Maybe sitting behind it all is what Byung-Chul Han talks about in The Burnout Society: over time we've moved from a disciplinary society that told us what we couldn't do, to an achievement society that tells us everything we can do and be.
But at this point it feels like no matter what we do/buy/wear/have, we're unlikely to ever truly feel like we’re ‘enough’.
Which ofc is on purpose. Because the worse we feel about ourselves, the more we want to spend on ourselves.
This is consumer culture’s dirty secret: nobody really wants to solve your problems, they want to perpetuate them.
Welcome to the insecurity machine, where we manufacture inadequacy.
It's working perfectly. Just not for you.
Thanks for reading/see you next time.
Beth
In other news, a little thank you.
I got a message this week saying Pat Rec is number 29 in Substack’s Fashion & Beauty global leaderboard. I don’t truly know exactly what it means, but I know it’s a big deal given that this side of Substack has become so incredibly popular and thriving.
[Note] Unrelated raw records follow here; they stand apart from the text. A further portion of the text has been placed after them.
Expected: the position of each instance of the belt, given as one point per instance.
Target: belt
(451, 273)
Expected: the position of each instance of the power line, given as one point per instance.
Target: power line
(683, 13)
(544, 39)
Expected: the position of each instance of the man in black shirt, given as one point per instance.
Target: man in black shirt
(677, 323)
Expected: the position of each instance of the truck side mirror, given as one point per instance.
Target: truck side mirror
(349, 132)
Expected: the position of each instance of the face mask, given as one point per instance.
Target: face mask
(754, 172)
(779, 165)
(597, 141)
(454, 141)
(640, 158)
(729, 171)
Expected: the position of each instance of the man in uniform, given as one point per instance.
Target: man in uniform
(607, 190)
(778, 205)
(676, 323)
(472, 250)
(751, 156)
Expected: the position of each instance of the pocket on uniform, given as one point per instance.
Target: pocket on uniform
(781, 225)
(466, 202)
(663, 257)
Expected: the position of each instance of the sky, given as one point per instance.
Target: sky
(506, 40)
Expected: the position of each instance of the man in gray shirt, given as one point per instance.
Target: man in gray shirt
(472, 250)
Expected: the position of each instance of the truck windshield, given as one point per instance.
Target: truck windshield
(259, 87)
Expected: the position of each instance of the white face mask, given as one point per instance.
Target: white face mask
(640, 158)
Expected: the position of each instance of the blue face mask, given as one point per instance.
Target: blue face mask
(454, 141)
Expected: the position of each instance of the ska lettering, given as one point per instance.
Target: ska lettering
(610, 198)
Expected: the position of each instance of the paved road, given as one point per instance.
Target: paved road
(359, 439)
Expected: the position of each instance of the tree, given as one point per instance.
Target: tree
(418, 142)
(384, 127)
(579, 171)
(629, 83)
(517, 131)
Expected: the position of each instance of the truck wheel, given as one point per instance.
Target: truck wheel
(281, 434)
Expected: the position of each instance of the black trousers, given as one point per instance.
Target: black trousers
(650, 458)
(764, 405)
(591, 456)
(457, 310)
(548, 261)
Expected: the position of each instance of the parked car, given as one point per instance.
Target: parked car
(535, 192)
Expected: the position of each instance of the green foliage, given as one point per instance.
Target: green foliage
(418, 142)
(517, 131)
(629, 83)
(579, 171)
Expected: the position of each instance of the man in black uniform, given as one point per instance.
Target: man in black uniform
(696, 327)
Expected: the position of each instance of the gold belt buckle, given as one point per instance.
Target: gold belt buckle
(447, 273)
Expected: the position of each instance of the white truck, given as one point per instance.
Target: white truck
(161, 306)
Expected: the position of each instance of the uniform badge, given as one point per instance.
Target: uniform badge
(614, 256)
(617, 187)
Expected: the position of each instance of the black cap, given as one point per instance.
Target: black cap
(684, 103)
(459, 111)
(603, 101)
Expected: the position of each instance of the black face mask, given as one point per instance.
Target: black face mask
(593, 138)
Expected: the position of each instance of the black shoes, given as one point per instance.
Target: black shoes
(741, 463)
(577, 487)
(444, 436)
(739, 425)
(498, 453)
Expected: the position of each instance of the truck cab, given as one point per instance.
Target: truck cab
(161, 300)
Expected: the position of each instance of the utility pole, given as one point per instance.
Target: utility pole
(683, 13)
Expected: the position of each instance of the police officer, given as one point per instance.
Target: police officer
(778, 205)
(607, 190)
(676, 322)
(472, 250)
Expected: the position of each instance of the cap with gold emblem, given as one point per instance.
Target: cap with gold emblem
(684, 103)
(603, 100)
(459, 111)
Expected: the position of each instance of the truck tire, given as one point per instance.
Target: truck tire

This list is full of well-respected industry experts and creatives who share actual fashion/beauty recs, news, ideas and links (…which I know are prob very much more interesting and easy to engage with than what I write about) so I’m officially saying thank you for making my strain of cultural analysis-y writing so popular. It gives me hope in these weird weird times of ours. x





Just a note to say how much I appreciate your writing and reasoning — and the way you challenge our pervasive cultural narratives, norms, and expectations - as well as my own!. Your reflections are incredibly valuable: you don’t offer short-term “fixes,” but instead ask penetrating questions that require reflection. In an age where independent thinking is often reduced to vague notions of self-reflection and awareness, I truly appreciate the depth and clarity your work brings.
This is my first time reading one of your posts and certainly will not be my last. I source content for a public health podcast for work and ggthe beauty consumption is a public health issue really activated my brain cells. You deserve to be on that list. This is GREAT!